You’ve doubtless spent the past week chewing over the Chicago inspection data, and in the course of your mastication your molars may have crunched on one of those very things that, as per the close of last week’s post, I stated needed to be worked out.
That particular thing is this: The 110,000 or so inspection records before us in fact make known the results of 28,000 or so actual, discrete eateries, because they remember the data for multiple inspections of the same establishment. That hyper-inclusiveness is unusual; the UK restaurant inspections at which we looked some time ago, by contrast, confined their scrutiny to the establishments’ last inspection. And the Chicago insistence on plurality – the recitation of results across the data set’s chronology (beginning with 2010; I wrongly named 2012 as the start year in last week’s post) for the same restaurants – drops a question onto our napkined lap; Given the several inspections per eatery, what exactly do we want to look for? A wholly undifferentiating set of inspection averages – admitting any and every result, into a pivot table, for example- might inflict a debilitating coarseness upon the analysis, mixing apples, oranges, and a sprinkling of asparagus into the recipe. The effect might be tantamount to incorporating a set of baseball players’ batting averages from the same season into a table, but at different points in that year.
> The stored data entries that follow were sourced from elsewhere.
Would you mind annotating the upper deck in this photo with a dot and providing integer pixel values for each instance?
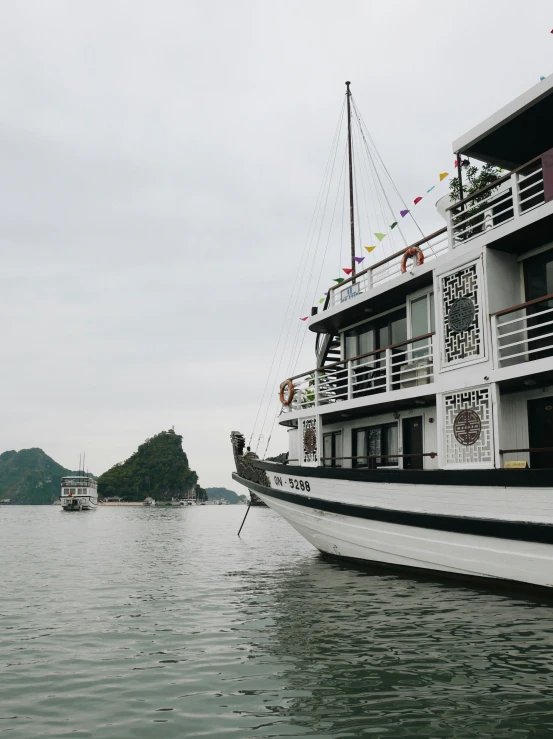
(78, 481)
(492, 238)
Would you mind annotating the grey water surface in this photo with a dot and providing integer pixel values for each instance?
(160, 622)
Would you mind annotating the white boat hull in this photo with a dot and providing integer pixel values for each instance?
(436, 548)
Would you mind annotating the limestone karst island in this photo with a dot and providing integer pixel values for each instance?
(157, 471)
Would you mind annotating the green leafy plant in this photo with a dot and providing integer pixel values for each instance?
(474, 179)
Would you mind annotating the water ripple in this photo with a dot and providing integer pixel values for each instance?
(141, 623)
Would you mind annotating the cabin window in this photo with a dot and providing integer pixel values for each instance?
(422, 322)
(373, 446)
(332, 449)
(378, 334)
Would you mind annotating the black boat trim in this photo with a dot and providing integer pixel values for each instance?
(500, 478)
(541, 533)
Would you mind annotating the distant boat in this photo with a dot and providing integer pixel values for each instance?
(79, 493)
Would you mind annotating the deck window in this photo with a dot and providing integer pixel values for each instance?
(332, 449)
(371, 442)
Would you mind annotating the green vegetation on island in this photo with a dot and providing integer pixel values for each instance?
(224, 494)
(30, 477)
(159, 468)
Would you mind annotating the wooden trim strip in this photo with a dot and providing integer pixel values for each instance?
(520, 306)
(490, 527)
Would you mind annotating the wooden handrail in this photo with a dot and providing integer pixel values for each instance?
(520, 306)
(383, 456)
(493, 184)
(388, 259)
(515, 451)
(362, 356)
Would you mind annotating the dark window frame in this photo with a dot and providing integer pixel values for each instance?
(333, 435)
(374, 463)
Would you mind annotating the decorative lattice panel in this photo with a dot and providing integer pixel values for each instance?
(309, 437)
(468, 427)
(461, 312)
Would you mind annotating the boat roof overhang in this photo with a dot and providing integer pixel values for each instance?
(378, 300)
(515, 134)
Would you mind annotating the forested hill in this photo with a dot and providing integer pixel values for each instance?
(30, 476)
(158, 468)
(225, 494)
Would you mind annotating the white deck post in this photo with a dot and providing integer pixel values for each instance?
(516, 194)
(388, 370)
(495, 346)
(317, 399)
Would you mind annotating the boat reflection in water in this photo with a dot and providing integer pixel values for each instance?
(382, 655)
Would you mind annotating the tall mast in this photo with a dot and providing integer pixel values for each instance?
(351, 211)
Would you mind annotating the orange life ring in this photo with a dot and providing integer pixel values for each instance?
(412, 251)
(290, 385)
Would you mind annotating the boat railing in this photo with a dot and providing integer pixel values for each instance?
(386, 269)
(406, 364)
(372, 461)
(504, 200)
(523, 332)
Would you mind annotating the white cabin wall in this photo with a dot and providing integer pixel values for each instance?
(294, 445)
(503, 280)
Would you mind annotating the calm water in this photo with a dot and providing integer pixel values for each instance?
(138, 622)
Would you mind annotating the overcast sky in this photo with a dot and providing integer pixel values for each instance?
(159, 167)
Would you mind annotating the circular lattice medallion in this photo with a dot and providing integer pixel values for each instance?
(461, 314)
(467, 427)
(309, 441)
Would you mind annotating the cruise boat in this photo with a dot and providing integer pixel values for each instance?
(422, 435)
(79, 493)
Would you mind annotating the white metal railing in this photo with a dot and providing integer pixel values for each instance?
(386, 270)
(400, 366)
(507, 199)
(524, 332)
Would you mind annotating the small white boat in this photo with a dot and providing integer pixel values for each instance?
(79, 493)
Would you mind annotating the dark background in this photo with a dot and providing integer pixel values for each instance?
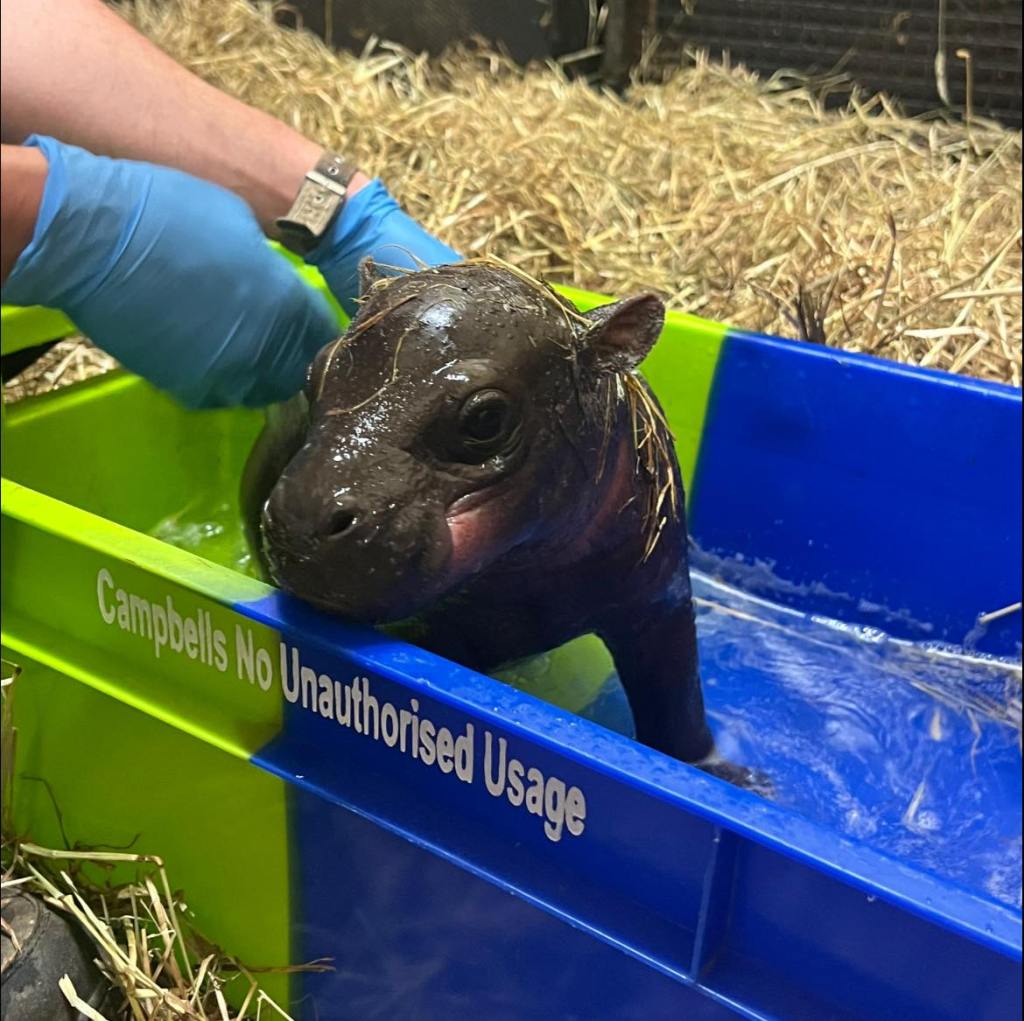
(880, 45)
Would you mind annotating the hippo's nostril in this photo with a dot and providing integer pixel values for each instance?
(340, 522)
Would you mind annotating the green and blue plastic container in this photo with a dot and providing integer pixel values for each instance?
(171, 697)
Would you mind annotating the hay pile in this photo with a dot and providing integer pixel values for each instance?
(737, 199)
(160, 968)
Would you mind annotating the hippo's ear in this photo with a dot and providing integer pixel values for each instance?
(370, 273)
(624, 333)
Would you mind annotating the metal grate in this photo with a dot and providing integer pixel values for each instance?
(881, 46)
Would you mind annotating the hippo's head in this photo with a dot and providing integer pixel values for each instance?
(453, 427)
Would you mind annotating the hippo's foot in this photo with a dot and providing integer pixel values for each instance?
(40, 945)
(740, 776)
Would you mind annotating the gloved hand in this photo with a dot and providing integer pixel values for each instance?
(172, 277)
(372, 223)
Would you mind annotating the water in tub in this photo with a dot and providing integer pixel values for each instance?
(905, 746)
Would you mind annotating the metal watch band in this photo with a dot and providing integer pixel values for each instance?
(320, 200)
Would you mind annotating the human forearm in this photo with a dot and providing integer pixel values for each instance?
(120, 95)
(24, 173)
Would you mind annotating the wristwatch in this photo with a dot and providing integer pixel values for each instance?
(320, 201)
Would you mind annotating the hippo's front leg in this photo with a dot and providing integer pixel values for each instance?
(655, 653)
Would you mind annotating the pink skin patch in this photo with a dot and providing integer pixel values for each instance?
(475, 528)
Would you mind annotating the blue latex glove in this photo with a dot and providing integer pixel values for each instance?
(171, 275)
(373, 224)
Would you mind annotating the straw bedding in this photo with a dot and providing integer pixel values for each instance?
(737, 199)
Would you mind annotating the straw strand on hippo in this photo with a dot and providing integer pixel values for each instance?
(476, 455)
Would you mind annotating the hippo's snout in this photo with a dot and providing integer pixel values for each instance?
(370, 560)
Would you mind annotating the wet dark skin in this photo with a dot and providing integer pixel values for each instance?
(465, 461)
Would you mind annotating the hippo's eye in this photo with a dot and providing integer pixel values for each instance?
(485, 419)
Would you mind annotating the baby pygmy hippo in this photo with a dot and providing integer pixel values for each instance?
(476, 455)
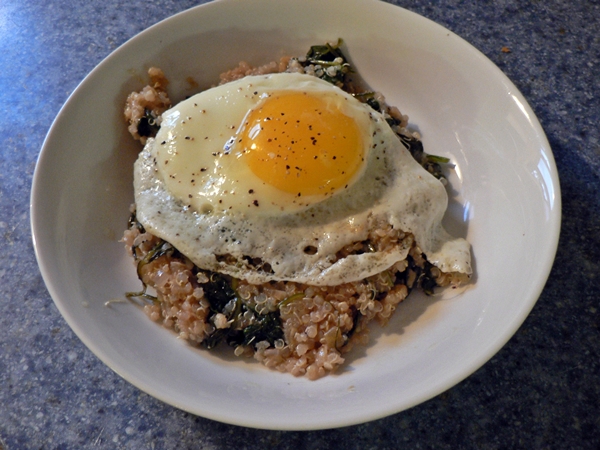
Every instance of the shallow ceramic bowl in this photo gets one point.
(504, 198)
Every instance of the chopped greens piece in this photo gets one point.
(328, 63)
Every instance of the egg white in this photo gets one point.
(391, 188)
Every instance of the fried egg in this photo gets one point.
(269, 177)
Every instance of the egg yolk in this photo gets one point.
(302, 144)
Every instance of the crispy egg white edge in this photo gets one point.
(331, 225)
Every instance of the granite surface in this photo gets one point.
(542, 390)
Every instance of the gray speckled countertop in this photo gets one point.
(542, 390)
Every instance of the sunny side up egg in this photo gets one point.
(269, 177)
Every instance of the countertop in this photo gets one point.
(542, 390)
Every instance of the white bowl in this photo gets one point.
(505, 200)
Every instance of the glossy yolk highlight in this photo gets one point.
(302, 144)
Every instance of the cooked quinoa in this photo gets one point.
(288, 326)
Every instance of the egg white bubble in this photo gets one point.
(390, 188)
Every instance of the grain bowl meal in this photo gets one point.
(282, 210)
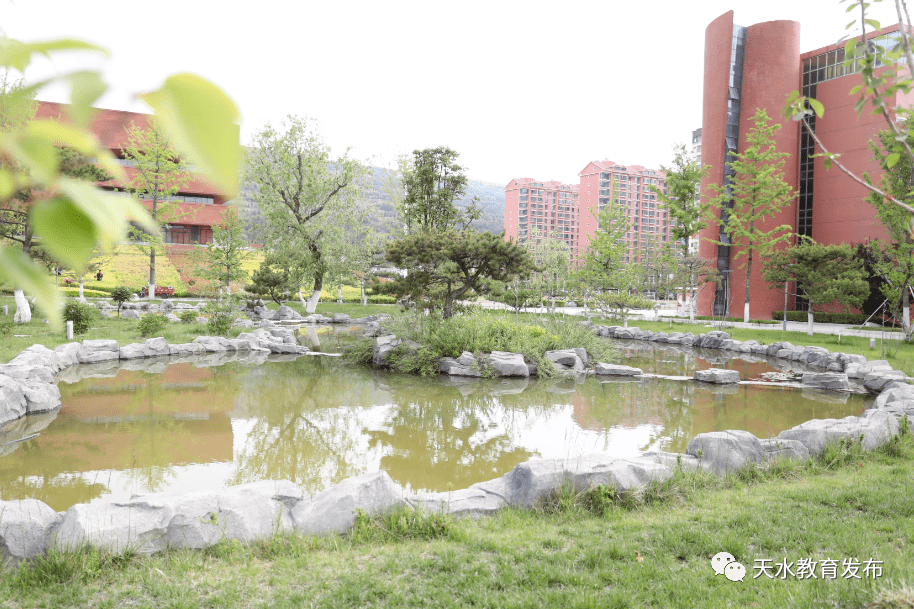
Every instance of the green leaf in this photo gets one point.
(24, 274)
(817, 107)
(18, 55)
(204, 123)
(85, 89)
(67, 232)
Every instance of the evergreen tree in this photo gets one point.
(823, 274)
(757, 191)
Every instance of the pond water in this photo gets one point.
(316, 420)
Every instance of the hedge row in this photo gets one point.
(828, 318)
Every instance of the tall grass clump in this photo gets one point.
(480, 332)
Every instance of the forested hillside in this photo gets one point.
(491, 203)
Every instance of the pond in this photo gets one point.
(317, 420)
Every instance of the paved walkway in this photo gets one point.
(702, 325)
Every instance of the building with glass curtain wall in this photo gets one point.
(758, 66)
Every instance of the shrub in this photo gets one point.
(80, 314)
(120, 295)
(221, 316)
(152, 323)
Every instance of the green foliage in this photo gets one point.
(756, 192)
(221, 261)
(220, 316)
(307, 198)
(822, 273)
(446, 266)
(401, 523)
(433, 184)
(687, 212)
(152, 324)
(80, 314)
(188, 317)
(120, 295)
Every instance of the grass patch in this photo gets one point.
(647, 550)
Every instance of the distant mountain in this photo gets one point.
(491, 204)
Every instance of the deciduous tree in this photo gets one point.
(307, 197)
(756, 192)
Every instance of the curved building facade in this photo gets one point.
(753, 67)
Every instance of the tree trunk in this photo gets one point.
(316, 294)
(152, 274)
(23, 310)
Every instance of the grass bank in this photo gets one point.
(902, 360)
(651, 549)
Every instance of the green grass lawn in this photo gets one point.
(651, 550)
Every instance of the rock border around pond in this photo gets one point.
(152, 522)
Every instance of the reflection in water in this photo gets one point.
(318, 420)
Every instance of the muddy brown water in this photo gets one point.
(190, 425)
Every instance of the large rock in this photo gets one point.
(98, 350)
(717, 376)
(154, 522)
(725, 451)
(876, 427)
(616, 370)
(12, 400)
(508, 364)
(24, 526)
(151, 347)
(833, 381)
(334, 510)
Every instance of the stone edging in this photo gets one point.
(152, 522)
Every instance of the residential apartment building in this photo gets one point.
(746, 68)
(570, 211)
(198, 205)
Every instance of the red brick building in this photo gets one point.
(569, 211)
(758, 67)
(199, 205)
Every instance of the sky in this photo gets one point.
(518, 89)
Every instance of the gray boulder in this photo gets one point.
(508, 364)
(717, 376)
(24, 526)
(12, 400)
(786, 449)
(725, 451)
(333, 510)
(154, 522)
(876, 426)
(616, 370)
(98, 350)
(151, 347)
(833, 381)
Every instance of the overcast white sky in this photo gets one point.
(531, 88)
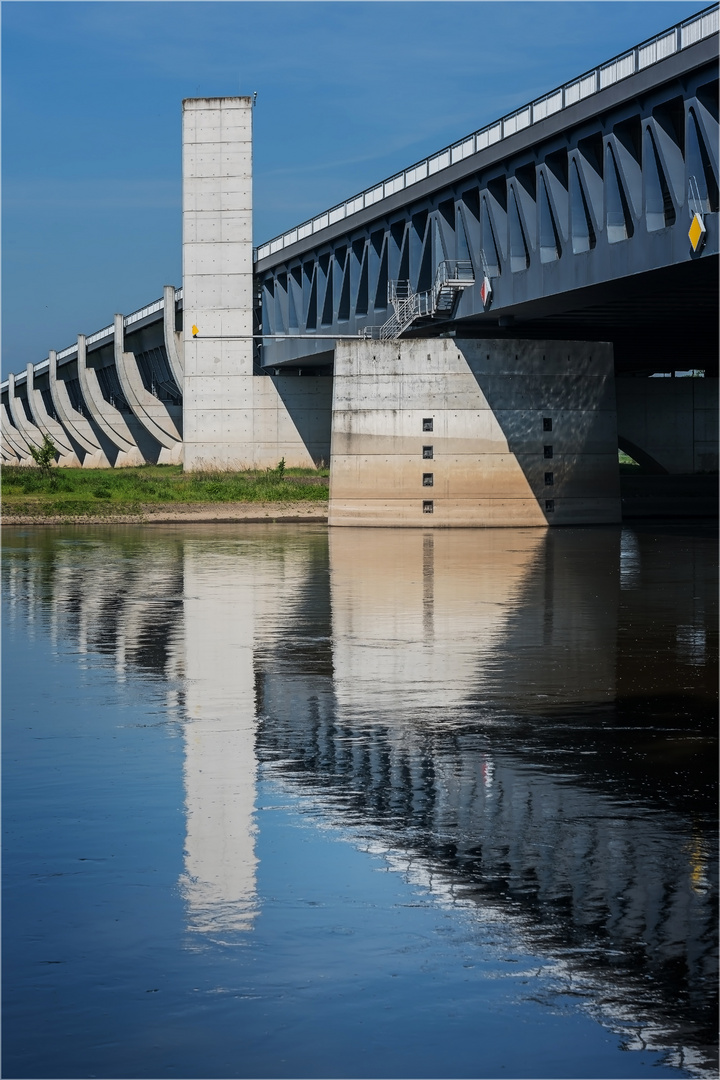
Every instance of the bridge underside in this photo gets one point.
(665, 320)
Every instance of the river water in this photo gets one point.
(281, 801)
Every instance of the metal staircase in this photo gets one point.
(451, 278)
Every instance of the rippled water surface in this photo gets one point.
(281, 802)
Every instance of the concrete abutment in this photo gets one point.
(471, 433)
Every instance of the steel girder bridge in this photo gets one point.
(568, 218)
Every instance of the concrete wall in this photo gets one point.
(217, 280)
(671, 421)
(497, 409)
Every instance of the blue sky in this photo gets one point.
(348, 94)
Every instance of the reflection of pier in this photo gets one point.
(458, 698)
(446, 732)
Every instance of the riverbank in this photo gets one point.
(170, 513)
(162, 494)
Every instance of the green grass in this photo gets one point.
(111, 491)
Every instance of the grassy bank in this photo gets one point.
(110, 493)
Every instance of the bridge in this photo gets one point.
(525, 280)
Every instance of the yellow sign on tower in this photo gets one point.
(696, 233)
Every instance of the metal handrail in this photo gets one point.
(652, 51)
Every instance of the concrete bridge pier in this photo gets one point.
(448, 432)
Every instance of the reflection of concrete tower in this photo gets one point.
(219, 879)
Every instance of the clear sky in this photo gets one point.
(348, 94)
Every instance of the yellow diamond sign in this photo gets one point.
(696, 233)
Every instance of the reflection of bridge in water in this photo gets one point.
(479, 725)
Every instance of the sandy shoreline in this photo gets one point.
(174, 512)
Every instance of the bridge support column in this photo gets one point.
(445, 432)
(217, 282)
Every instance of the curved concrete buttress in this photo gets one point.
(173, 338)
(109, 419)
(7, 453)
(149, 410)
(49, 427)
(14, 437)
(76, 424)
(27, 430)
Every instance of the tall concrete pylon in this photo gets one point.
(217, 281)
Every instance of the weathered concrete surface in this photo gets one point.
(217, 281)
(232, 419)
(673, 421)
(76, 424)
(48, 426)
(152, 414)
(490, 458)
(121, 429)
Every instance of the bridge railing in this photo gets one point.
(691, 30)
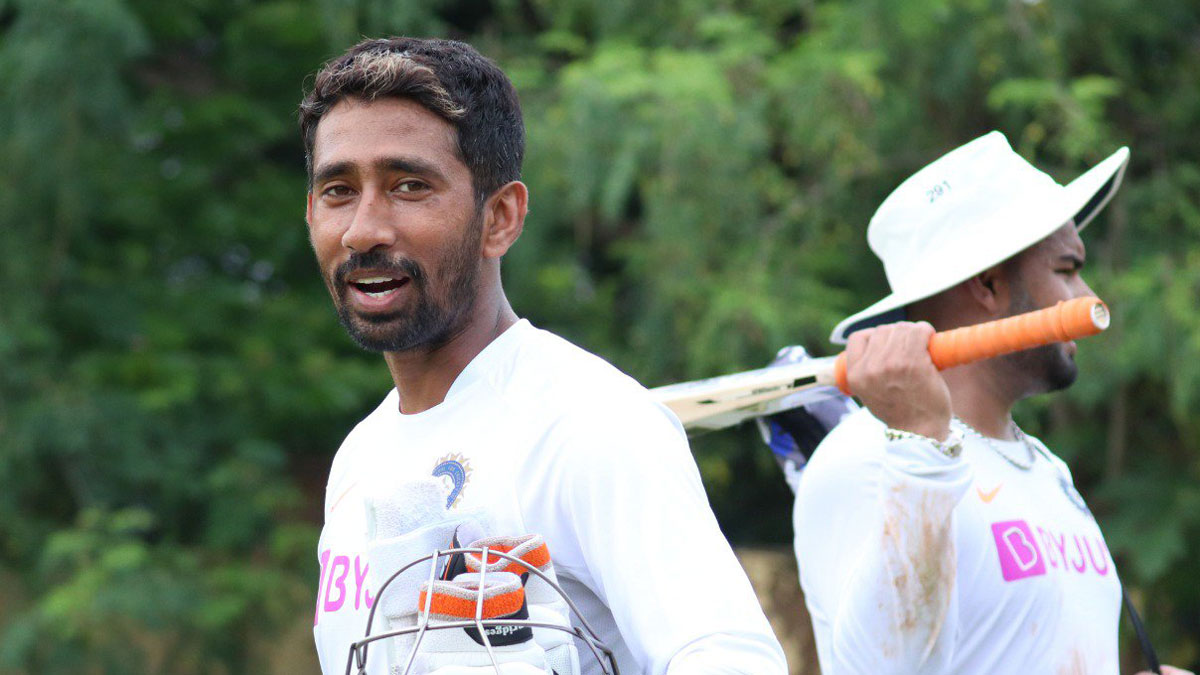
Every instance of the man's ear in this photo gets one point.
(989, 290)
(504, 217)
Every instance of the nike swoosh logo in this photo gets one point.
(339, 500)
(987, 496)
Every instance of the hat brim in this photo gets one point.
(1081, 201)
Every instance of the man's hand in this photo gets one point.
(889, 370)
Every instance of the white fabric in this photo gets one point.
(556, 441)
(973, 208)
(913, 562)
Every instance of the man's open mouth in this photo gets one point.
(378, 286)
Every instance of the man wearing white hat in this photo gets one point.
(933, 535)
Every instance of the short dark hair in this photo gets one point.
(449, 78)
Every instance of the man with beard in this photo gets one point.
(933, 533)
(414, 151)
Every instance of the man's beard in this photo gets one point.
(433, 316)
(1048, 368)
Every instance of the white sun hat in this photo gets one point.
(973, 208)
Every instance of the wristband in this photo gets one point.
(951, 447)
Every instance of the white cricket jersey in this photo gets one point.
(547, 438)
(916, 562)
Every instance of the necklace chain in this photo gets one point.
(991, 443)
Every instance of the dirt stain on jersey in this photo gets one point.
(921, 560)
(1075, 664)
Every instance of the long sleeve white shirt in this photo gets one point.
(547, 438)
(916, 562)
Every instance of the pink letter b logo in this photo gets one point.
(1019, 555)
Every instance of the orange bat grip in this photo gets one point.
(1066, 321)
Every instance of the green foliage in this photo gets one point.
(173, 382)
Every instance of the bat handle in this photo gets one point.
(1068, 320)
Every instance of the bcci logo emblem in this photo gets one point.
(454, 471)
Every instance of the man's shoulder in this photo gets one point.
(555, 374)
(361, 436)
(849, 452)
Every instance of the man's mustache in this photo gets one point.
(378, 262)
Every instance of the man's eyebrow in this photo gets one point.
(331, 171)
(389, 165)
(411, 165)
(1077, 262)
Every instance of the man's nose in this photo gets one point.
(372, 225)
(1084, 290)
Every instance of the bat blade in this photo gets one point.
(726, 400)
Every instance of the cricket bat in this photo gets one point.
(723, 401)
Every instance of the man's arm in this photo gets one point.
(874, 518)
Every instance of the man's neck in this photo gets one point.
(423, 377)
(979, 398)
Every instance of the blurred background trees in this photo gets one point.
(173, 382)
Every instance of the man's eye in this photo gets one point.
(411, 186)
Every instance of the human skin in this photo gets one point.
(891, 366)
(388, 179)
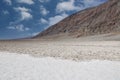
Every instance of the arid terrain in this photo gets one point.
(76, 49)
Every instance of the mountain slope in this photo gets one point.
(98, 20)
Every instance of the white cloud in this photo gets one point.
(66, 6)
(43, 21)
(43, 10)
(26, 1)
(42, 1)
(5, 12)
(24, 12)
(19, 27)
(70, 5)
(89, 3)
(9, 2)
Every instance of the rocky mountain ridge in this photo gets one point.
(102, 19)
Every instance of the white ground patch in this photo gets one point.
(24, 67)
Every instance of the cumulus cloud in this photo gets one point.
(24, 12)
(19, 27)
(66, 6)
(9, 2)
(42, 1)
(43, 21)
(89, 3)
(76, 5)
(26, 1)
(43, 10)
(5, 12)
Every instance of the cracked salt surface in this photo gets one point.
(25, 67)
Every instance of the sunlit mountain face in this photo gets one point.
(26, 18)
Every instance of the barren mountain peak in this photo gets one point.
(102, 19)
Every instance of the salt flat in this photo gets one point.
(24, 67)
(66, 49)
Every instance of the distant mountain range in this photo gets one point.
(102, 19)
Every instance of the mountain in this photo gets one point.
(102, 19)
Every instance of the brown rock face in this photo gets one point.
(98, 20)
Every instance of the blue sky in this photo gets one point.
(24, 18)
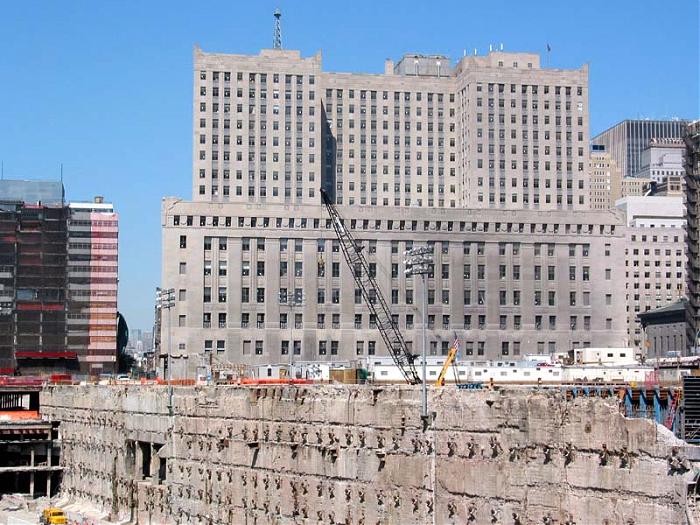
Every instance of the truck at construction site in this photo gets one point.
(53, 516)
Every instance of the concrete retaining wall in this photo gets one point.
(357, 454)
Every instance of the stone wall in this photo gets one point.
(358, 454)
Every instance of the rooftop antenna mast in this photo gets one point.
(277, 38)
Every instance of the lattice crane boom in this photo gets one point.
(372, 295)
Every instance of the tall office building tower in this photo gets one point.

But we could perhaps start with a pivot-tabled count of inspection numbers and average risk ratings grooved by year and month. Here there may be nothing wrong with repeated same-restaurant numbers; the month-year axis should be able to snapshot overall restaurant standings as they proceed longitudinally (unless some inspection skews across the months have tilted restaurant samples by Facility Type, for example, a complication that could probably be researched); but you’ll also have to think about the apparent fact that some restaurants appear to have been inspected several times within the same month, conducing toward a species of double-counting that may or may not madden you. In any event, try:
Row Labels: Inspection Date (grouped by Months and Years)
Values: Rating (Average)
Inspection Date (Count; again just about any field could be counted here)
I get (in excerpt):
Of course the incomplete 2015 inspection-number aggregate falls well beneath its preceding year, but the 2015 1.29 rating average (remember lower means a restaurant is health-riskier) places it notably behind the earlier figures. There’s a story line, folks: does that 1.29 follow upon less forgiving inspection standards, or some other methodological novelty?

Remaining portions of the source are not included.